Melanoma is most common in Caucasians, striking men and women of all ages, races, and skin types. The biology of melanoma differs for intermittent, sun-damaged skin and for acral/mucosal sites where solar radiation appears to be a less important etiologic factor, and the mutation of genes such as c-KIT and BRAF distinguish these forms of melanoma [2, 3]. Malignant transformation of melanocytes in the basal layer of the epidermis gives rise to cutaneous melanoma. Although clearly linked to ultraviolet radiation, other risk factors such as family history and the presence of clinically atypical and histopathologically dysplastic nevi, skin complexion also plays an important role.

Additional risk for development of melanoma is associated with the melanocortin-1 receptor gene variant (MC1R) that results in red hair, fair skin and freckles. In affected individuals, [lighter] pheomelanin pigment is produced instead of the [darker] eumelanin pigment [4]. While eumelanin has the ability to absorb UV radiation, pheomelanin gives rise to free radicals upon contact with UV radiation contributing to further skin damage. The development of more potent genetic analysis tools allows new insights into gene mutations that occur in melanoma. This recently discovered genetic information has given rise to many new drugs that have already made substantial progress in clinical trials [5].

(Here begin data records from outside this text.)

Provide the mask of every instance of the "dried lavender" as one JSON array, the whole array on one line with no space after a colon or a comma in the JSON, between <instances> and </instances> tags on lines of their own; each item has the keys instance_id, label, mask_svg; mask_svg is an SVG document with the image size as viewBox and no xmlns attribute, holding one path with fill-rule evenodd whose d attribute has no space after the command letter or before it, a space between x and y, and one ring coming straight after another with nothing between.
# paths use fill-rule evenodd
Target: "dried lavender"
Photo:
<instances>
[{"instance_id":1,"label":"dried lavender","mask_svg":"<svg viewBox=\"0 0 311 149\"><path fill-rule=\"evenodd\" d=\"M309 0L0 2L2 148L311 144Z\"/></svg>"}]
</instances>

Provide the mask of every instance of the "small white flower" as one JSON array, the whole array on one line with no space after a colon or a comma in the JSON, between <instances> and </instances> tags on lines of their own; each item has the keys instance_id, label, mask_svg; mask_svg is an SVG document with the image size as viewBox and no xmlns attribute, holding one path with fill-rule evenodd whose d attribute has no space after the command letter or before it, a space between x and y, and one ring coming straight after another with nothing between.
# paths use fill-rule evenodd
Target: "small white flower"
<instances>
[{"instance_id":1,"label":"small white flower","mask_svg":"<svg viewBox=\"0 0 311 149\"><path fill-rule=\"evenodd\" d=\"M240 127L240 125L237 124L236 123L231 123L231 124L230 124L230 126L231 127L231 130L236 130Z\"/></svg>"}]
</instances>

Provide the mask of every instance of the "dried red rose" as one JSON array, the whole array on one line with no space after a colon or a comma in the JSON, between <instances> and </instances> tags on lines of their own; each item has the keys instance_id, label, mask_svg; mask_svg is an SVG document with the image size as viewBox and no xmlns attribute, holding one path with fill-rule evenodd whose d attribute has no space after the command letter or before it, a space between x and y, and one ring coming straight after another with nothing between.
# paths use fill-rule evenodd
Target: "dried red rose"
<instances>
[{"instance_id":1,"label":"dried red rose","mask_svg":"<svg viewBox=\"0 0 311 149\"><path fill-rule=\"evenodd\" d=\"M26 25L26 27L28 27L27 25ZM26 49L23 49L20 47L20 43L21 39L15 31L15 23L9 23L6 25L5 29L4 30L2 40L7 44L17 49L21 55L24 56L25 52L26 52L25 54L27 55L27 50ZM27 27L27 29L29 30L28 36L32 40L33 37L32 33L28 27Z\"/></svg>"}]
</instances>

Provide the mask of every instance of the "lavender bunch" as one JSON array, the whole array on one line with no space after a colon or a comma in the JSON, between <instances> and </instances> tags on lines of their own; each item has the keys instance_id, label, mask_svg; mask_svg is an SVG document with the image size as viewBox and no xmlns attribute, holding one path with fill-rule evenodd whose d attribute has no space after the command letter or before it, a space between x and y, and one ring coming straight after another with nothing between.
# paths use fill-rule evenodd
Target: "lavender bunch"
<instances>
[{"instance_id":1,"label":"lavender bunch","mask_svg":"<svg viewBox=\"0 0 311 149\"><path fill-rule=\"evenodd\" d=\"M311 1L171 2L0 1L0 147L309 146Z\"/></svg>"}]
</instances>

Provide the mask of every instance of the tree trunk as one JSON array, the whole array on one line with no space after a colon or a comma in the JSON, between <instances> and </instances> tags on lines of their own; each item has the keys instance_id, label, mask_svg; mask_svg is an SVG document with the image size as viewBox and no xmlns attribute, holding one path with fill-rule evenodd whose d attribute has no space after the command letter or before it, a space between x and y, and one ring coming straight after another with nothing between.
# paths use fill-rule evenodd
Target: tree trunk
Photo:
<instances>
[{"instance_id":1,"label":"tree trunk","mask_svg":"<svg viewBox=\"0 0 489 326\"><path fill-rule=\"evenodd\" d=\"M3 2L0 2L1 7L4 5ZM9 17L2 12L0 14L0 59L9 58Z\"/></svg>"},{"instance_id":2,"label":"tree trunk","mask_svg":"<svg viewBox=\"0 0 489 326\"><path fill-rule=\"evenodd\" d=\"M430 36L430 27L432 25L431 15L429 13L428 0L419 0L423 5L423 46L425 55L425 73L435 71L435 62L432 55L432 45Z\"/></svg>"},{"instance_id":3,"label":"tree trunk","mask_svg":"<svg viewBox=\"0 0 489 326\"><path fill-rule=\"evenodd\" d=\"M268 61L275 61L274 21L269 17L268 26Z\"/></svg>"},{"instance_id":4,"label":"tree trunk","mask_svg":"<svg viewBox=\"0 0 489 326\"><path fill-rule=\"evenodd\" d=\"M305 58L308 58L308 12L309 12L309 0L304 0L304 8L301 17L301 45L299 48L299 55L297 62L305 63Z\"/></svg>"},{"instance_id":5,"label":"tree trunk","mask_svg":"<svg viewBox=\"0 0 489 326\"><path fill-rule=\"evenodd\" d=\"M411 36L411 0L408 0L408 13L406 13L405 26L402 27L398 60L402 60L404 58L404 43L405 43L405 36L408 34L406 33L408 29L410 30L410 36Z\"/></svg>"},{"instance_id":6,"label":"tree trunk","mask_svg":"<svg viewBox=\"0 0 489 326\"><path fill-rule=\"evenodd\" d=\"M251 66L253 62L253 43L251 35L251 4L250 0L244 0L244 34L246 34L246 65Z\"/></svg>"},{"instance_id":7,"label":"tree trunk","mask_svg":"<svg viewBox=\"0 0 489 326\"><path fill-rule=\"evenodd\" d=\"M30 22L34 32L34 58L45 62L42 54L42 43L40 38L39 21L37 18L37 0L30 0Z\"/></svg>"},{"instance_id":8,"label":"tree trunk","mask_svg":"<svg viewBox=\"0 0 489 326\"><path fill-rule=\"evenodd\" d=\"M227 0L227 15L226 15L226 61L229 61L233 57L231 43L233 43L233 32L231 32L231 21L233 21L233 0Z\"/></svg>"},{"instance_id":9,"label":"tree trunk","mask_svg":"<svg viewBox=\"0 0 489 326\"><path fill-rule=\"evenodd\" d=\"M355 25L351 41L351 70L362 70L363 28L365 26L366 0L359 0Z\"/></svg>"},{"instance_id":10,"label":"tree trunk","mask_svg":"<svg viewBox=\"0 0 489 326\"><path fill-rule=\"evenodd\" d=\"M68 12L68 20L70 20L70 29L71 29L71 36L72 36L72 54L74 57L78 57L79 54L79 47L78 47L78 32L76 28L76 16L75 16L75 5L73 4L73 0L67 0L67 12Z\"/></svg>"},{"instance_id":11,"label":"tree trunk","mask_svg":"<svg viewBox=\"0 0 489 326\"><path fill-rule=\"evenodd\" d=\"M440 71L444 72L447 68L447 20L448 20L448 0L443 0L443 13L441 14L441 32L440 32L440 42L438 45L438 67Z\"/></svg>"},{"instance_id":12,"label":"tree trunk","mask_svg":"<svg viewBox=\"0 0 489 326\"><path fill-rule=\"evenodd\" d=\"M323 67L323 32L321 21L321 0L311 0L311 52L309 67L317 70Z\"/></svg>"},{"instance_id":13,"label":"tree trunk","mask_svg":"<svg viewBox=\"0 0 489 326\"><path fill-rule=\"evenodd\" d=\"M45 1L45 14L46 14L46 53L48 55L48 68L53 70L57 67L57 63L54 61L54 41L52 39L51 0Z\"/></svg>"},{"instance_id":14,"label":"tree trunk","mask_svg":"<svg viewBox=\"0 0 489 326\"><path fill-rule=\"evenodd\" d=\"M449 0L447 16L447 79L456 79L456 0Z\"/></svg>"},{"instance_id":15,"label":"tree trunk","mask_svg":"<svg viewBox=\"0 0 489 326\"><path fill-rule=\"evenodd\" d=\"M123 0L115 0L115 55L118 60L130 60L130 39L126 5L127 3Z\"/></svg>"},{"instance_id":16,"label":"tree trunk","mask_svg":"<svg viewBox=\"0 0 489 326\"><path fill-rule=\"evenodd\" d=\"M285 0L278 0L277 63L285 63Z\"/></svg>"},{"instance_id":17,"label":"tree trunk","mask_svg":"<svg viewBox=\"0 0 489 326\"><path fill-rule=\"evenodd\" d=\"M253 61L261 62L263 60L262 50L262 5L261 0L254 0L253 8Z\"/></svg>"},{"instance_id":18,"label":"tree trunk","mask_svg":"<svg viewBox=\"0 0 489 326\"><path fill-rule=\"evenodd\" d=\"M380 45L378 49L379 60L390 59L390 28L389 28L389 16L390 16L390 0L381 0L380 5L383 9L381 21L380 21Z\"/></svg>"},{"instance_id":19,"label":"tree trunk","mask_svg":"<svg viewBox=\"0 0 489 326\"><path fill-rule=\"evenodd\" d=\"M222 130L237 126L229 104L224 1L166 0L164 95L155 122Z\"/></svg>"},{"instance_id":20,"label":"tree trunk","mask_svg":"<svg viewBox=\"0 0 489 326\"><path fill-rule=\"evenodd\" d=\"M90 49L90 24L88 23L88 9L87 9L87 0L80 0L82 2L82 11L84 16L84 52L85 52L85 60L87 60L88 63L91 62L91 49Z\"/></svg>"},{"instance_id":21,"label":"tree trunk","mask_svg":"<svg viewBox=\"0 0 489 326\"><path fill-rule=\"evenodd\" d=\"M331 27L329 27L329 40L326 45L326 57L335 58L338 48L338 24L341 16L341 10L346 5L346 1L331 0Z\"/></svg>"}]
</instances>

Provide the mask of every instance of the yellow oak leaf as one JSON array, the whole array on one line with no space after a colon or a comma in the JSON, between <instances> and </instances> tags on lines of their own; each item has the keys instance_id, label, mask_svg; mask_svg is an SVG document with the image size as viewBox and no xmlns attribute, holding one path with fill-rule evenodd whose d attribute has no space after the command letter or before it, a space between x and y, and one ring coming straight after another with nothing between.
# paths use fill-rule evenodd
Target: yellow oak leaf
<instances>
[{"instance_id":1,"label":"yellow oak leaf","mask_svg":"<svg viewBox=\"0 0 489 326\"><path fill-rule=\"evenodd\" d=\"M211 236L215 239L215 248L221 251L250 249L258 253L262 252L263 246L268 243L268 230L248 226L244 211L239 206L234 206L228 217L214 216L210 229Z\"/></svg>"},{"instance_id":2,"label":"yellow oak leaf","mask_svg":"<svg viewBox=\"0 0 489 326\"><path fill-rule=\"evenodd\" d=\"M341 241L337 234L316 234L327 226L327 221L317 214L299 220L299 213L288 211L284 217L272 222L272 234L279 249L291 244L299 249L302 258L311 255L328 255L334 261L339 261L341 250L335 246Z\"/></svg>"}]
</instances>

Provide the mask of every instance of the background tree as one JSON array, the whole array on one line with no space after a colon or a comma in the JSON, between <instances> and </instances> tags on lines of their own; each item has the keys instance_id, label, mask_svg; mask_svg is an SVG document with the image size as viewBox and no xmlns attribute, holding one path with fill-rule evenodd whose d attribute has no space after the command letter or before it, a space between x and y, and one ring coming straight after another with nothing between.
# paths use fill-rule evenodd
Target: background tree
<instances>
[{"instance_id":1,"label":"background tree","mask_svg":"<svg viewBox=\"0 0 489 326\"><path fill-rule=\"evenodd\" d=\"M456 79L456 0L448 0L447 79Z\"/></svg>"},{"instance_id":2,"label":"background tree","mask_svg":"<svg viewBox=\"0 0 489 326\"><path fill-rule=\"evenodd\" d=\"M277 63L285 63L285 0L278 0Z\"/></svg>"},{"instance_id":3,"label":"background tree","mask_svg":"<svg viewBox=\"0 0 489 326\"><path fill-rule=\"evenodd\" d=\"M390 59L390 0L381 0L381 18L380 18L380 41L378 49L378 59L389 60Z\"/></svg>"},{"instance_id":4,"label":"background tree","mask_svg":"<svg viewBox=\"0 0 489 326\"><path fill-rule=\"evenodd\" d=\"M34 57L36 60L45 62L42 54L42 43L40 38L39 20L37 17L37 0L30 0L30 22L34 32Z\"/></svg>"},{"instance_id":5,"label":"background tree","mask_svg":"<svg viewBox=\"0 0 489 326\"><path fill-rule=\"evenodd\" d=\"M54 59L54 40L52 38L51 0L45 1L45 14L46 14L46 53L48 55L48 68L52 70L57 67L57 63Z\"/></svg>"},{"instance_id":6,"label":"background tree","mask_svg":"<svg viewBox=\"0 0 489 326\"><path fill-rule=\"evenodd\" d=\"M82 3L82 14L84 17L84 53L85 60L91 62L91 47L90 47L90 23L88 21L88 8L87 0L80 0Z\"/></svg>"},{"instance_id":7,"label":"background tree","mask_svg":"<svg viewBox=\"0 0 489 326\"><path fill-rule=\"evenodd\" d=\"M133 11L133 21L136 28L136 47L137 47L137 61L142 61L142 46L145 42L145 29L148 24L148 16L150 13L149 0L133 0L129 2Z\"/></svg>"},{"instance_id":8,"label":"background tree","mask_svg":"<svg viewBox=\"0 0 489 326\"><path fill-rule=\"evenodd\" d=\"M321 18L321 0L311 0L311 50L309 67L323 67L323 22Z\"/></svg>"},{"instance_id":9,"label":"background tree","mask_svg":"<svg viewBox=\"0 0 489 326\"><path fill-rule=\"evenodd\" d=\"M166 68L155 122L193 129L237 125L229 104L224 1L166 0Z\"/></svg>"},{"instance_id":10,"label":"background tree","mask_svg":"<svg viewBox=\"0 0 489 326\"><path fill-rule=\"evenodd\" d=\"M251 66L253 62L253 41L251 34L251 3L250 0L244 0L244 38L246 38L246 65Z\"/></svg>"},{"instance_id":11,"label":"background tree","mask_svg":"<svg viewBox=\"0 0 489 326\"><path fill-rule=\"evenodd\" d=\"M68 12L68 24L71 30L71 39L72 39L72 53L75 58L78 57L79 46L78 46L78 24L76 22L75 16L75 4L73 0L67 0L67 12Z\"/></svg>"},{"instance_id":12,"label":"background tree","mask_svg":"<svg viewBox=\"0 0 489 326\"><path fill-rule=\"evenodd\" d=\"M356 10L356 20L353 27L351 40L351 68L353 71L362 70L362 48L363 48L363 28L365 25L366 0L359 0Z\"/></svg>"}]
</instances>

The use of high-dose interferon (HDI) in high-risk melanoma has been controversial as adjuvant treatment for patients with high-risk melanoma. High-risk disease is defined as all melanomas with thick primary lesions (T4 N0 M0, greater than 4 mm depth) or any invasion depth with positive lymph nodes (T1–4 N1 M0) with 5-year recurrence risks of 60% and 75%, respectively (see Table 1). Adjuvant HDI therapy is associated with significant toxicity in relation to the constitutional, hematologic, hepatic, neurologic, cutaneous, musculoskeletal, gastrointestinal, cardiovascular, and renal systems, potentially affecting the ability to deliver the full course of therapy [6]. Despite these toxicities of the HDI regimen, several studies from 1999 to 2001 have documented the feasibility of this treatment for patients treated in cooperative group settings across the US, where 90% of patients were able to complete therapy in the largest and most recently completed E1694 HDI trial [7]. HDI toxicity is now largely manageable, using the published guidelines that have emerged from the USA, Canada, and Europe [6, 8, 9].

Table 1.

Melanoma-risk groups based on 5-year relapse risk

Melanoma risk group Stage

Low IA–B
Intermediate IIA–IIIA
High IIIB–IV

The immune system plays a crucial role in the progression and pathogenesis of melanoma, but the exact mechanisms necessary to determine the outcome of the early disease are not fully understood. Rare cases of spontaneous regression of metastatic melanoma have been reported. Recent literature reviews in 2009 analyzed 76 published cases but did not find a particular mechanism for this phenomenon [10]. Between 10% and 35% of all melanomas show regression upon pathology review; however, such regression is generally considered to be associated with adverse outcomes [11]. Although other published studies do not uniformly support this belief [12, 13], the most recent 2009 American Joint Committee on Cancer compilation reported that no adverse impact of regression is apparent [14]. This suggests the direction of the tumor evasion from appropriate host immune response.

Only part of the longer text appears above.